Die Bremer Bildungsbehörde hat Schulbücher auf diskriminierende Inhalte durchleuchten lassen. Das ist immerhin ein erster Schritt.

Im Kampf gegen Rassismus hilft ein Blick in die Schulbücher Foto: Friso Gentsch/dpa

Bremen taz | Das Problem lässt sich nicht einfach so aus der Welt schaffen. Trotzdem ist die „diskriminierungskritische Analyse von Schulbüchern im Land Bremen“, die die Berliner Kulturwissenschaftlerin Meral El im Auftrag der Bremer Landeszentrale für politische Bildung vorgelegt hat, ein gutes Projekt, wenn auch zwangsläufig eines mit Wenn und Aber.

Denn logisch muss die Kritik an Rassismus in Schulbüchern an Bestände eines Wissens anknüpfen, das im rassistischen Diskurs etabliert worden ist. Sie kommt also nicht umhin, diesen Diskurs zu reproduzieren und zu bestätigen. Echte Hoffnung gibt es also keine: Wir kommen aus der Nummer nicht raus.

Aber wenn wir uns, so hat es in den 1980ern der Soziologe Stuart Hall in voller Anerkennung dieser Unentrinnbarkeit beschrieben, „mit den verschlungenen Wegen befassen, auf denen ‚Rasse‘ und Rassismus in den Medien konstruiert werden“, dann könnte es uns gelingen, „etwas zu verändern“. Es geht darum, einen Prozess in Gang zu bringen, der kein erreichbares Ziel, aber einen benennbaren Anfang hat.

„Man muss“, so Hall seinerzeit, „bloßlegen, was man auseinandernehmen will.“ Und das ist, was Meral El nun für Bremen getan hat, im Auftrag der Landeszentrale für politische Bildung, an zehn Unterrichtswerken, die im Lernbereich Gesellschaft und Politik Einsatz finden – oder dafür zumindest schulbehördlich zugelassen wurden. Erschienen sind die Bücher zwischen 2013 und 2020.

Nicht mehr zum Lachen

Einschlägige Untersuchungen gibt es seit den 1990er Jahren in Deutschland, mal als universitäre Qualifikationsarbeit, mal als Überblicksstudie der Bundesbeauftragten für Migration. Dass Meral El trotz dieser langjährigen Sensibilisierungspraxis in ihrem Korpus noch Kloppersätze findet wie „Die Industriestaaten erwarben Kolonien“ oder „die Herero wehrten sich gewaltsam gegen die deutschen Kolonialherren“, ist eigentlich schon nicht mehr zum Lachen.

Aber ginge es bloß um diese Skandalisierung, wäre es am Ende des Tages etwas wohlfeil und hätte etwas fälschlich Beruhigendes, weil: Klaro wissen wir es besser, wir sind ja doch alle längst keine Ras­sis­t*in­nen mehr, wir doch nicht. Und wir verwenden auch keine Triggerworte, das haben wir nämlich gelernt, wenn auch noch nicht in der Schule.

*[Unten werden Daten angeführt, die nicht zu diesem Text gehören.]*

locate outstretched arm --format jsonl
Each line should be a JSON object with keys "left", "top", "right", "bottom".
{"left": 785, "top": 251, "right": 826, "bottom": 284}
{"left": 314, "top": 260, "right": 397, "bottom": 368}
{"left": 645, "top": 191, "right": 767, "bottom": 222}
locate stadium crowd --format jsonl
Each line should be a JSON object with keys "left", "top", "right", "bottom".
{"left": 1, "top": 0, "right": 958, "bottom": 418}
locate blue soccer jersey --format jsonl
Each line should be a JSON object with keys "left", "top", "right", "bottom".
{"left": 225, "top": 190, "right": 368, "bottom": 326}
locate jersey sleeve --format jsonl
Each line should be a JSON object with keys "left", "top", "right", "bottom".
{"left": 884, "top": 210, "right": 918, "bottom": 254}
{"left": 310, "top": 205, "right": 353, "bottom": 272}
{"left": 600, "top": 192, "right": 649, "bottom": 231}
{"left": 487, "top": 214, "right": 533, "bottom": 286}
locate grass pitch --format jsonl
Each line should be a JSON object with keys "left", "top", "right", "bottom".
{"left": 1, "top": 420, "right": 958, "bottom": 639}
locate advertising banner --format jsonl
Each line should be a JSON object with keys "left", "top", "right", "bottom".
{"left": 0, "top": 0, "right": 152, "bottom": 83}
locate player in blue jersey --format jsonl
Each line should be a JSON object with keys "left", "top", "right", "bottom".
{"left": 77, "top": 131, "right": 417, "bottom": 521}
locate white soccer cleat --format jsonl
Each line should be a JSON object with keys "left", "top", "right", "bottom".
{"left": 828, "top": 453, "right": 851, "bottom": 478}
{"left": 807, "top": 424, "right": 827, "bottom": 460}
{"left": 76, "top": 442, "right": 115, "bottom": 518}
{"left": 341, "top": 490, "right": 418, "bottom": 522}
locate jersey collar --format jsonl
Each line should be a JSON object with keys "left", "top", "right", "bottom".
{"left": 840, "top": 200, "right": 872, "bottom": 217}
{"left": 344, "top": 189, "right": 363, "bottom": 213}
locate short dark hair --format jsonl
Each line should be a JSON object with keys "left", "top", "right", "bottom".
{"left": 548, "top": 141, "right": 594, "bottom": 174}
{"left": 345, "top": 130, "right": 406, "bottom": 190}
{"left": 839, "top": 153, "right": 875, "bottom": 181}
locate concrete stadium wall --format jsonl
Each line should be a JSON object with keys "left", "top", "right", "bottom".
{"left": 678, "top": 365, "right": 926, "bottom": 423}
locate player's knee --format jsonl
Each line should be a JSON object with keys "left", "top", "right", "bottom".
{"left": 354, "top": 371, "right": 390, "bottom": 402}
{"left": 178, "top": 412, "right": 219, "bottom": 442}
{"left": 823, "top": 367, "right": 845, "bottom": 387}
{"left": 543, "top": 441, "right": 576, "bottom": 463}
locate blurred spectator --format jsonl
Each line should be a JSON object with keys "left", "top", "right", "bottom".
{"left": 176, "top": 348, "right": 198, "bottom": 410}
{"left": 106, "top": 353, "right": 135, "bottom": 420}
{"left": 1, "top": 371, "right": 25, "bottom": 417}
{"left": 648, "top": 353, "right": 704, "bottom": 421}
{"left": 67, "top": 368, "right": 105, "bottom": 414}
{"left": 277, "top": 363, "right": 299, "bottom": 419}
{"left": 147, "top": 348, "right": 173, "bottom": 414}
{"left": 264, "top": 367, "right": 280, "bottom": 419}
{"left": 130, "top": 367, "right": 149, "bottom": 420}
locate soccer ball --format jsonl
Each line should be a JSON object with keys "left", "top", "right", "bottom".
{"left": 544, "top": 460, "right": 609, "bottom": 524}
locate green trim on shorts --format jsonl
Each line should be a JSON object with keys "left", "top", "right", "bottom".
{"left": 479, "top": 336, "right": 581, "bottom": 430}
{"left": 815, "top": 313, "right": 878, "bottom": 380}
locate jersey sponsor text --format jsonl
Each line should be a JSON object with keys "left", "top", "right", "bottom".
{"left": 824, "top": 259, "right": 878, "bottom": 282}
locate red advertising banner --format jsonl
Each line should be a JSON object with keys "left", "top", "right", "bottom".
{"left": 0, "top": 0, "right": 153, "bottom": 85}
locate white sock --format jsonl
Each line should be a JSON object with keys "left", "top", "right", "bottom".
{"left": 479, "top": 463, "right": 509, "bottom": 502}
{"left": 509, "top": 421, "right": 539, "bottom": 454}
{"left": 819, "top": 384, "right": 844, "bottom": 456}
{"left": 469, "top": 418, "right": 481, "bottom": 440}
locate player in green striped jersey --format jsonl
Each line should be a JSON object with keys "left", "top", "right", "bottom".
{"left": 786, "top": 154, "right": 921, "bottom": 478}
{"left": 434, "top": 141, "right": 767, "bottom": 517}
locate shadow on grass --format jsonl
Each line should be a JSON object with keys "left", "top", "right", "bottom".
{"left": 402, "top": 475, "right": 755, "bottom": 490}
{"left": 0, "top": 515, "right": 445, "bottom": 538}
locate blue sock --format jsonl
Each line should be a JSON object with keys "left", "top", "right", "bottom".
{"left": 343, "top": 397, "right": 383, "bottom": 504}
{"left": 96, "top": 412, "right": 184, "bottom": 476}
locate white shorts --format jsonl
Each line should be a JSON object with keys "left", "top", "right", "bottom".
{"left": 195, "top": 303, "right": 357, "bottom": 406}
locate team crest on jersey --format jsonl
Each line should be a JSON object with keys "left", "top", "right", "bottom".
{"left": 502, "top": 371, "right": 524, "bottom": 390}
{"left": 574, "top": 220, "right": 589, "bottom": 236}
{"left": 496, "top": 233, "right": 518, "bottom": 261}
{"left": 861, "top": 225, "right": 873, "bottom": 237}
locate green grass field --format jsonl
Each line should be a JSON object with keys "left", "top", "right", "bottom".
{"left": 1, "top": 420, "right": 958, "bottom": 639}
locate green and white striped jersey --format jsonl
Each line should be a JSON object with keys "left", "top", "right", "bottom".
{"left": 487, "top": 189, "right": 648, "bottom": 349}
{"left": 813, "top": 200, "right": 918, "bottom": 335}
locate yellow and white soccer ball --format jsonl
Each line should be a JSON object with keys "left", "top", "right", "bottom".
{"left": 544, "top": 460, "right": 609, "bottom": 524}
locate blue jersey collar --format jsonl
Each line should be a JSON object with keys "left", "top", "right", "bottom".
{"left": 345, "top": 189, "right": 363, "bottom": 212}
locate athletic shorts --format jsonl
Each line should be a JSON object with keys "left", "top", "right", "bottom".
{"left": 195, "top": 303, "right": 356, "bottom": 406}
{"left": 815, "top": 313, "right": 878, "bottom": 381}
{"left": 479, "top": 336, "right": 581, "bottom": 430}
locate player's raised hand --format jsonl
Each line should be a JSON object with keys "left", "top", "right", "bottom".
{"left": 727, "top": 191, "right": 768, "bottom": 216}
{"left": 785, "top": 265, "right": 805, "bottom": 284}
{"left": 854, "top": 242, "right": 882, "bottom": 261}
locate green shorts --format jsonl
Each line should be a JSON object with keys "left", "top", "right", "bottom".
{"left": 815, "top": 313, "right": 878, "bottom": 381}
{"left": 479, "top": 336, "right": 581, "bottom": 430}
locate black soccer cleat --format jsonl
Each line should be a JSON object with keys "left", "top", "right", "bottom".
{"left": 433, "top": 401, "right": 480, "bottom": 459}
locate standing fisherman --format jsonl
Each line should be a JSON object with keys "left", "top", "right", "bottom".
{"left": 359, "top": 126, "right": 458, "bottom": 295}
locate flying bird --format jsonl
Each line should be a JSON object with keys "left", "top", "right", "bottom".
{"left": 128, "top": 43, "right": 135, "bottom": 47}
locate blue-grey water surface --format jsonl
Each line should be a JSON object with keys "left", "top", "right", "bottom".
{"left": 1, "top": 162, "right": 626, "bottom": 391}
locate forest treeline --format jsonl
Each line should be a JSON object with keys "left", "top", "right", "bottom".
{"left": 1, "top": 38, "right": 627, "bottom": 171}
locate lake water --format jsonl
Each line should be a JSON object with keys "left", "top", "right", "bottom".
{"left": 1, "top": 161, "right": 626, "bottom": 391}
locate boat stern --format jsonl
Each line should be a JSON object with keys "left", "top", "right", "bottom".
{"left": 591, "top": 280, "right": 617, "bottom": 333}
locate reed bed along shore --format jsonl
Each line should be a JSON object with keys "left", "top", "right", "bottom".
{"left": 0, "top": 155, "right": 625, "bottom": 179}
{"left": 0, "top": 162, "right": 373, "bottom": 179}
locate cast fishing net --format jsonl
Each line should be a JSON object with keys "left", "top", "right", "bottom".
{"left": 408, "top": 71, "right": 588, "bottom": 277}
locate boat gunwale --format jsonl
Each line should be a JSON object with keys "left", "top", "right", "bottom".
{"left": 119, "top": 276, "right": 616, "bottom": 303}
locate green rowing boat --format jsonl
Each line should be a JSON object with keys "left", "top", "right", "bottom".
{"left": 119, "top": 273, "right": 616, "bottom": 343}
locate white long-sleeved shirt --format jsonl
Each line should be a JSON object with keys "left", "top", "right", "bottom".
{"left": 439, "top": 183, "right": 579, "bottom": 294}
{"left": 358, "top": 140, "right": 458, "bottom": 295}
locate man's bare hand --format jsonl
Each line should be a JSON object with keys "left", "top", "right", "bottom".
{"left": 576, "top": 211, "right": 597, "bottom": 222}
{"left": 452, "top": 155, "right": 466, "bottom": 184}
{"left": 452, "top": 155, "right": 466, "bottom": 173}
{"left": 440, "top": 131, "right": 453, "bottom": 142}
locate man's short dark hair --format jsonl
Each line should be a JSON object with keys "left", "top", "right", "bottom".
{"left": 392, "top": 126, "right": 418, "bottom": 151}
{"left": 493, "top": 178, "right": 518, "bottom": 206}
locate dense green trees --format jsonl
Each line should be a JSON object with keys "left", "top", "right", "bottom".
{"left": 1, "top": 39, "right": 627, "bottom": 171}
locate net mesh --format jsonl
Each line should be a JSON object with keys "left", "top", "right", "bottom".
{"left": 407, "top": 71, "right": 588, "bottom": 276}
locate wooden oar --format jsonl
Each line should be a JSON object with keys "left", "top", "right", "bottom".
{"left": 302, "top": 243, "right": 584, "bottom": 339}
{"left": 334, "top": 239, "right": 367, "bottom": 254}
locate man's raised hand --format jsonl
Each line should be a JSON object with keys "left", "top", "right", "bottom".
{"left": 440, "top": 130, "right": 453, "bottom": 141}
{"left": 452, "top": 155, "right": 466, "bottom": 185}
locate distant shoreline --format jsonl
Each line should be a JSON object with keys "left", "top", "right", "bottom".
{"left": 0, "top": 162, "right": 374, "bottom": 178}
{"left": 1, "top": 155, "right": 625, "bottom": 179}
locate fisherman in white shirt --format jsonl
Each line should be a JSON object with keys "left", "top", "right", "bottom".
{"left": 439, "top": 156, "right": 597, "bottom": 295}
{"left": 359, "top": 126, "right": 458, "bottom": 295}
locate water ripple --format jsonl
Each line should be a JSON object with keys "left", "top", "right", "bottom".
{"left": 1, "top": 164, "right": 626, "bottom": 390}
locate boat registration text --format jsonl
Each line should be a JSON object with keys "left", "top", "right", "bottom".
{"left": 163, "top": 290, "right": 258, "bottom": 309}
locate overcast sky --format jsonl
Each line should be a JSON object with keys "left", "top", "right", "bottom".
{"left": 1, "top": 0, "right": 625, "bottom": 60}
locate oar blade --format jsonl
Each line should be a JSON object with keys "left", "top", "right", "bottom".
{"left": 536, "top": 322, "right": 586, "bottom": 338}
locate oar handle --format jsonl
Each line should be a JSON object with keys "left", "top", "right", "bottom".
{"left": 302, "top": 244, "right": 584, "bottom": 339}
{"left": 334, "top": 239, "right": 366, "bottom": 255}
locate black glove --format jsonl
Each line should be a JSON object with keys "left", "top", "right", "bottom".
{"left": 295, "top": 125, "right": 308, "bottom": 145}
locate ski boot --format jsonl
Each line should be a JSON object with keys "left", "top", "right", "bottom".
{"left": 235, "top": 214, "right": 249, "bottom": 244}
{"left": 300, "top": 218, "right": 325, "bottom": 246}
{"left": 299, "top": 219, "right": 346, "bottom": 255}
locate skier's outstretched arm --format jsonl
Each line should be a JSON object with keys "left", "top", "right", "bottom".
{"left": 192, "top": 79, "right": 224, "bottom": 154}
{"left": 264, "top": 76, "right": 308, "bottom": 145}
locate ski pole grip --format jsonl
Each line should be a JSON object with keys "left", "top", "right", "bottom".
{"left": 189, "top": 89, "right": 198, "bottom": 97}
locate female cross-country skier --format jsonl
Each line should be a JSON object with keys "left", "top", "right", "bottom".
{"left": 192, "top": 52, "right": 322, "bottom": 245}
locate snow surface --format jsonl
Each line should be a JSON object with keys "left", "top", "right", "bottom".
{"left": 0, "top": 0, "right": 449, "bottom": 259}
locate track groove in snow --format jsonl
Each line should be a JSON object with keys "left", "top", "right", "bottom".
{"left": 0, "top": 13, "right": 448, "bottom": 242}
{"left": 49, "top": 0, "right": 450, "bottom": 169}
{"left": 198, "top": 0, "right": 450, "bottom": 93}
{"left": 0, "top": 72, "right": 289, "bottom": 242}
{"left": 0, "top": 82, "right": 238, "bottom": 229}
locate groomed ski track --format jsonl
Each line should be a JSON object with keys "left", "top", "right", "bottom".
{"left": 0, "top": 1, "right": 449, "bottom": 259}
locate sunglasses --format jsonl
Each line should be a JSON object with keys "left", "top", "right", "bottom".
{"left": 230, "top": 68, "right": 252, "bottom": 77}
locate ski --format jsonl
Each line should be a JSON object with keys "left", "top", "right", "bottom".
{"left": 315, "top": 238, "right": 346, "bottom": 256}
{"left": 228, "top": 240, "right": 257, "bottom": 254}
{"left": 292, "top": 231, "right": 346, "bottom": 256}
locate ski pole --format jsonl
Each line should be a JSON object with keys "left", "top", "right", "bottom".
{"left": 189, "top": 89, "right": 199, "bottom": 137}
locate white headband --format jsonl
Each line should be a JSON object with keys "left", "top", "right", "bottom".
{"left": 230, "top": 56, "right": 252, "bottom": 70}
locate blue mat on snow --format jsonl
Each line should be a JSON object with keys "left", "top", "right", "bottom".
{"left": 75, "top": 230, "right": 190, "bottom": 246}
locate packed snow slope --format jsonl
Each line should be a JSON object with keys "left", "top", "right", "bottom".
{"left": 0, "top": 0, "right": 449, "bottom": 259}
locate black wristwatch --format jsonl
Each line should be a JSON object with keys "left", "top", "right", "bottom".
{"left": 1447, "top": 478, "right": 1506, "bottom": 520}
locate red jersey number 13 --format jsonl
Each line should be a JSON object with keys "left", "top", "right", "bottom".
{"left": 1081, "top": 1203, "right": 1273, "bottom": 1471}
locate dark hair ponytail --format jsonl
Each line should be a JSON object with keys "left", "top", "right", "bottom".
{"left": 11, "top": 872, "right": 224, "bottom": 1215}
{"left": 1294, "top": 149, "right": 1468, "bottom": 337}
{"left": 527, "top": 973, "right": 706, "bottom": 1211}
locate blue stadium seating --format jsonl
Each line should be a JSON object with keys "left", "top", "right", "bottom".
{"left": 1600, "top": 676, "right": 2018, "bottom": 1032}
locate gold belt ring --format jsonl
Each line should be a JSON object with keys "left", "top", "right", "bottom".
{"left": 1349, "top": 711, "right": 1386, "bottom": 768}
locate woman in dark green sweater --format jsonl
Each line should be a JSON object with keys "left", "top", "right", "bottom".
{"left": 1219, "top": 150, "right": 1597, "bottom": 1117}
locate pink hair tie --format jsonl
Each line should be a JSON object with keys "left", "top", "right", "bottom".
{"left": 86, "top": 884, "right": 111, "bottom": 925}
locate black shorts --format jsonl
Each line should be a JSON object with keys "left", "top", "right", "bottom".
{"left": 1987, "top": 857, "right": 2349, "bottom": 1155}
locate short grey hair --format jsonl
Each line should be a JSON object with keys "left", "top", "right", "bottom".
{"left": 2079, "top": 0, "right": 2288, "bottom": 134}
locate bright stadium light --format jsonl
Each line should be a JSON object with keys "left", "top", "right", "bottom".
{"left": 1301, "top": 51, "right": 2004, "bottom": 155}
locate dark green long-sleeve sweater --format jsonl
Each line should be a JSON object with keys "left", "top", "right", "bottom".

Nein, ein wirklich gutes Vorbild ist diese kleine Untersuchung, weil sie direkt im Wirkungskreis der Schulbehörde erstellt worden ist – die Landeszentrale für politische Bildung ist eine Dienststelle der Bildungssenatorin –, sich zudem konsequent auf deren eigenen Kriterienkatalog als Standard bezieht – der von den Publikationen fast ebenso konsequent unterboten wird – und zugleich selbst in die Praxis ausfranst: „Ein dialogischer Austausch mit Ex­per­t:in­nen zur Studie“ bildet das letzte Kapitel der Broschüre. Und das kreist um die Frage, wie sich die Erkenntnisse der Untersuchung in Unterricht übersetzen lassen – etwa indem Lehrkräfte den Schü­le­r*in­nen mitgeben, dass sie die Bücher verändern können, statt sich ihnen zu unterwerfen.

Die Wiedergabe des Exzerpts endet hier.